Heinz bodies. Blood mixed with hypotonic solution of crystal violet. Precipitates of denatured hemoglobin within the cells. (Reproduced, with permission, from Lichtman MA, Beutler E, Kipps TJ, et al. Williams Hematology, 7th ed. New York: McGraw-Hill; 2006: Plate IV-4.)

13.
(D)
Hemolysis in patients with G6PD deficiency is stimulated by oxidative stress, which can be caused by stress from infections, diabetic ketoacidosis, or by medications and chemicals such as primaquine, sulfa drugs, and methylene blue. Other chemicals that can trigger hemolysis include dapsone, nitrofurantoin, trinitrotoluene, naphthalene, and acetanilid. Fava beans can stimulate hemolysis in certain populations with specific forms of G6PD mutations, such as those that occur in Mediterranean populations. Acetaminophen is not associated with hemolytic crises in patients with G6PD deficiency.

14.
(C)
Hemolytic crises in patients with G6PD deficiency and other hemolytic anemias are characterized by fatigue, pallor, scleral icterus and jaundice, splenomegaly, and hemoglobinuria.
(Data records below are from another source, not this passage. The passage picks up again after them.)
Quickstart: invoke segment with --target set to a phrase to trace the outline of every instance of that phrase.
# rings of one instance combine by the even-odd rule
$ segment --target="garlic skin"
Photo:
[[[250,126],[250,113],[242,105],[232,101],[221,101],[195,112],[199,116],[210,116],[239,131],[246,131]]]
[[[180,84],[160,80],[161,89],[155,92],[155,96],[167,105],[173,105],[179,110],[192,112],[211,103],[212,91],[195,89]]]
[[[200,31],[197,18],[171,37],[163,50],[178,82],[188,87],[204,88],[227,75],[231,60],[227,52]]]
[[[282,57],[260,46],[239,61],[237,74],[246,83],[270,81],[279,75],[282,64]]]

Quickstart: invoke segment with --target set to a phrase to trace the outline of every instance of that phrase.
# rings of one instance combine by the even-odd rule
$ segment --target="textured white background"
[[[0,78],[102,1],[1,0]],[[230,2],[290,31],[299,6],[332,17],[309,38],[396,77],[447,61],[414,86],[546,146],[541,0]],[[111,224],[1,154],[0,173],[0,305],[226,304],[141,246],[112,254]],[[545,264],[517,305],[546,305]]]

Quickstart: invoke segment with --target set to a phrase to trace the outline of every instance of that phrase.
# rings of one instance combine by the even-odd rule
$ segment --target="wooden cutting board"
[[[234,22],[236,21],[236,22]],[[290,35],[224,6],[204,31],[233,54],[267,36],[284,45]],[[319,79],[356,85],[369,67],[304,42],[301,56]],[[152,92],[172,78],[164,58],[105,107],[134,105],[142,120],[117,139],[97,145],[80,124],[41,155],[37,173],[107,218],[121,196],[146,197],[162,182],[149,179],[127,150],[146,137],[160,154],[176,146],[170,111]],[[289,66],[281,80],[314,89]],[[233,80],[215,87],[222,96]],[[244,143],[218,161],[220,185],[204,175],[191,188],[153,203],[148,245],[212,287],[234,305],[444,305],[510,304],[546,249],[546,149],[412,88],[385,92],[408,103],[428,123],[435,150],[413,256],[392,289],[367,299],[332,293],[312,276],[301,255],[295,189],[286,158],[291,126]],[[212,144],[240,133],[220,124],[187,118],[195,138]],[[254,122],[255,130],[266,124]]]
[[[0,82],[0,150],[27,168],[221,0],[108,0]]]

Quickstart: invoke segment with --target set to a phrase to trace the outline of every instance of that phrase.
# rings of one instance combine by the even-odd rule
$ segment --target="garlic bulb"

Laboratory findings include anemia with increased free plasma hemoglobin and decreased plasma haptoglobin. Pulmonary infiltrates are not associated with hemolytic crises.

15.
(B)
Hereditary spherocytosis is the most common structural red blood cell defect and affects approximately 1 in 5000 people. The most common cause of hereditary spherocytosis is a defect in spectrin, a protein responsible for the structural integrity of the red blood cell membrane. Defects in associated proteins, such as band 3, protein 4.2, and ankyrin, can also play a role in the defect but act via a relative spectrin deficiency. Hereditary spherocytosis is most common in northern Europeans and is characterized by anemia, jaundice, and splenomegaly. Most cases are inherited in an autosomal dominant fashion, but approximately 10% are inherited as a recessive trait. Hemoglobin deficiencies do not cause spherocytosis, and pyruvate kinase is a red blood cell enzyme that is unrelated to the structural features of the red cell membrane.